Richard Isaacs
Senior Member & Supporter
Ian I have also caught a lot of fish on barbless hooks. and been snagged on afew occasions it’s not my first rodeoThe hook falling out in a landing net is totally different to it falling out of a fish tethered in a snag.
I have caught fish using barbless hooks .
You won’t deny that the correct way to play a fish on a barbless hook is with a consistent tight line. Obviously you should do this with any hook but on a barbless if you don’t, particularly if there is weight in the rig, your almost certainly going to loose the fish.
Now going back to being snagged, if that line does go solid despite what other people might do, I don’t keep pulling, I open the bail and depending on what type of hook Im using I get very different results.

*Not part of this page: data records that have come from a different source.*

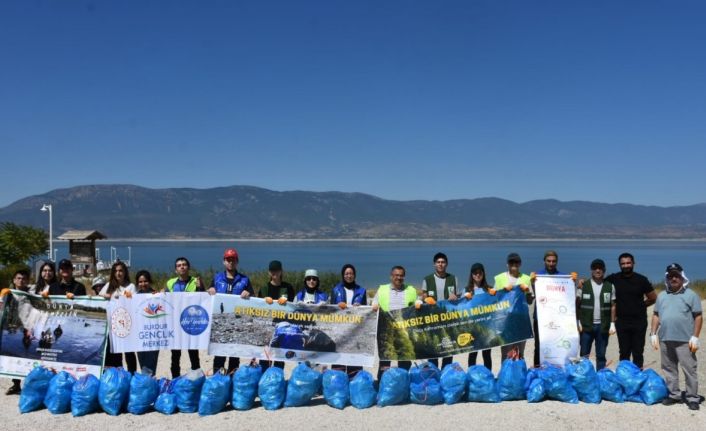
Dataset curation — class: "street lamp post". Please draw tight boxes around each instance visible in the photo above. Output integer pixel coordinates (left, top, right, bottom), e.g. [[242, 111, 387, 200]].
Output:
[[42, 204, 55, 261]]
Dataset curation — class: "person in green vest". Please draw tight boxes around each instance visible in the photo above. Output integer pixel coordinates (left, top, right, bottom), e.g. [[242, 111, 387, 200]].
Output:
[[422, 252, 456, 368], [494, 253, 534, 359], [167, 257, 206, 378], [372, 265, 422, 381], [576, 259, 615, 370]]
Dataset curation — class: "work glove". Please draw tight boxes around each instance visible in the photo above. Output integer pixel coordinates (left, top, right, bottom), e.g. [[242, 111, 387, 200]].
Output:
[[689, 335, 699, 353]]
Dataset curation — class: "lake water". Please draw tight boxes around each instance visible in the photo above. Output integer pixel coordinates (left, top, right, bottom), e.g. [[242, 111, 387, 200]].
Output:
[[45, 240, 706, 287]]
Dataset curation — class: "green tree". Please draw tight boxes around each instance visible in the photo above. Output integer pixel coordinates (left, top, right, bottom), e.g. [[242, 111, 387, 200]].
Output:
[[0, 222, 49, 266]]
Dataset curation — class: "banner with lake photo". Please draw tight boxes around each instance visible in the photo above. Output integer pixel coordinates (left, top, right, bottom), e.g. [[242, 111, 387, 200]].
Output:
[[377, 287, 532, 360], [0, 290, 108, 377], [208, 294, 377, 367], [534, 275, 579, 367], [108, 292, 213, 353]]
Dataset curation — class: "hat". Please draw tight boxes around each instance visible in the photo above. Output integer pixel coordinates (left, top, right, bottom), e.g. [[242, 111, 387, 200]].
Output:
[[591, 259, 605, 271], [507, 253, 522, 263], [471, 262, 485, 274], [665, 262, 684, 274], [223, 248, 238, 260], [57, 259, 74, 269]]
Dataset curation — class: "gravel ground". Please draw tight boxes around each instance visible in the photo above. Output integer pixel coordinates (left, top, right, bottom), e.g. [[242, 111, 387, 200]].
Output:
[[0, 303, 706, 431]]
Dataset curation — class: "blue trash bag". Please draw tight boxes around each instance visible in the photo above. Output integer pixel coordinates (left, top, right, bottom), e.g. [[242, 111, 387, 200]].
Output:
[[323, 370, 350, 409], [154, 377, 179, 415], [127, 373, 159, 415], [640, 368, 669, 405], [174, 368, 206, 413], [44, 371, 76, 415], [230, 365, 262, 410], [349, 370, 377, 409], [596, 368, 625, 403], [377, 367, 409, 407], [466, 365, 500, 403], [257, 367, 287, 410], [71, 374, 101, 417], [441, 362, 466, 404], [539, 364, 579, 404], [284, 362, 321, 407], [20, 367, 54, 413], [409, 362, 444, 406], [498, 359, 527, 401], [98, 367, 131, 416], [564, 358, 601, 404], [615, 360, 647, 402], [199, 372, 231, 416]]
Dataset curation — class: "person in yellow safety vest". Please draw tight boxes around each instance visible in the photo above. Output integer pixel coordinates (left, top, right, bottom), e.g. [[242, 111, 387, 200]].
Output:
[[494, 253, 534, 360], [162, 257, 201, 378], [372, 265, 422, 381]]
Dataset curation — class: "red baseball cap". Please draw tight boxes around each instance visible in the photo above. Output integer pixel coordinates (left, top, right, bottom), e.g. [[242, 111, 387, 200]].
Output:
[[223, 248, 239, 260]]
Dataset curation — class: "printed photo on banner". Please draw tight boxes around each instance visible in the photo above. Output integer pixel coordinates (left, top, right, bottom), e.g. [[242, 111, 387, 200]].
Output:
[[534, 275, 579, 367], [378, 287, 532, 360], [208, 294, 377, 367], [0, 290, 107, 377], [108, 292, 213, 353]]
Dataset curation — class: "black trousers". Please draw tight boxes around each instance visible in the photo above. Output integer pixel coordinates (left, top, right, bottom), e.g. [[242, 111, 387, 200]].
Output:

On a barbed hook it’s very often that the fish swims through the snag and you can feel it or it starts to take line and there’s a chance that if your patient it will swim out and maybe and you’ll land it, there’s also a chance you won’t and that’s how it goes.
This doesn’t happen with barbless hooks. I know for a fact because I’ve had them swim into snags before and the second you open the bail and let that line go slack the hook shakes free. You don’t feel them kicking and there’s no chance your landing it.
Eventually in both situations you might have to pull for a break but in only 1 case is it likely that you’re going to be pulling for a break with a fish on. And I know this because I’ve used both for years. I’ve never had a fish snag me on a barbless hook that I can still feel kicking or is taking line off me when I let the line go slack and that situation is the same as if you would let the line go slack while playing one on a barbless hook.